A. Absolutely. We'd go insane if we had to play something the same
way every night. I think that would be my definition of hell. You know the
"Saturday Night Live" skit where Paul Simon is stuck in the elevator playing
Muzak versions of his songs? His personal hell! Mine would be being stuck on
stage playing the 150 songs we have written in our catalog the same way
But you're right: I have never liked the term "jam band." When it first
came into fashion, there were a few jam bands, and I always thought that it
was pretty limiting. It never spoke to the songwriting ability of the
original jam bands which, to me, were always the Allman Brothers and the
Grateful Dead. The reason those guys stick around is because they have great
songs, and the reason they were able to jam for half an hour is because
those great songs had great melodies. I think people just assume we're
another one of these jam bands that wanks around for 20 minutes, and they
never bother to listen to the records.
Q. But not being hyped in the media has worked to your
advantage: Your fans are incredibly devoted.
A. Thankfully for us, they are uber-fanatics. I don't know if it
was the guy from the Sun-Times or the Tribune that shredded our performance
at Lollapalooza, but he was overwhelmed with e-mail from our fans. It
probably makes him hate us even more!
Q. Um, actually, that was me. I really disliked your
performance at Lollapalooza in 2005, but I respected the passion of the fans
who disagreed with me, so I thought it would only be fair for us to chat.
A. [Laughs] Well, it's apples and oranges, and there is something
out there for everyone!
REASONS FOR LIVING
Time for some recent releases flying below the radar; first up: "...Until
We Felt Red" (Velour), the third album from New York singer-songwriter Kaki
King. Produced by Chicagoan John McEntire, it enhances King's breathy vocals
and quiet, sensual songs with sometimes lush orchestration and mysterious
electronic backdrops. Unfortunately, fans will have to wait to see her live
until she performs at Schubas on Oct. 14.
The Serge Gainsbourg revival continues with "Monsieur Gainsbourg
Revisited" (Verve), which finds cutting-edge musicians covering the timeless
pop songs of the legendary, lecherous Frenchman.
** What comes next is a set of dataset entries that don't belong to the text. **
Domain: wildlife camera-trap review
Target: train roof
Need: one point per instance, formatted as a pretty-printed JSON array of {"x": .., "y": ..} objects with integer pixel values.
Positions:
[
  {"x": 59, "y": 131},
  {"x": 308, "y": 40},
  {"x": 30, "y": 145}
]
Among the keepers: Franz
Ferdinand and Gainsbourg's old partner Jane Birkin ("A Song for Sorry
Angel"); Portishead ("Requiem for Anna"); Cat Power ("Je t'aime moi non
plus") and former Smashing Pumpkin James Iha dueting with Kazu Makino ("The
Ballad of Bonnie and Clyde").
Finally, we have two bands with flamboyant female leaders that could
play as shtick but ultimately thrive because of strong songwriting.
Horrorpops is a Danish pyschobilly band led by vocalist and standup bassist
Patricia Day, who's never sounded sexier or more dangerous than on "Bring It
On!" (Epitaph), produced by Bad Religion's Brett Gurewitz. Meanwhile,
Chantal Claret of New York New Wave revivalists Morningwood proclaims
herself "the Mae West of rock 'n' roll," though the flashy-trash/jailbait
vibe she conjures on the group's self-titled Capitol debut has more in
common with vintage Joan Jett, circa pioneering femme fatales the Runaways.
Tunes like "Nth Degree" and "Jetsetter" are like M&M's: All sugar, no
nutritional value, but absolutely addictive and utterly irresistible.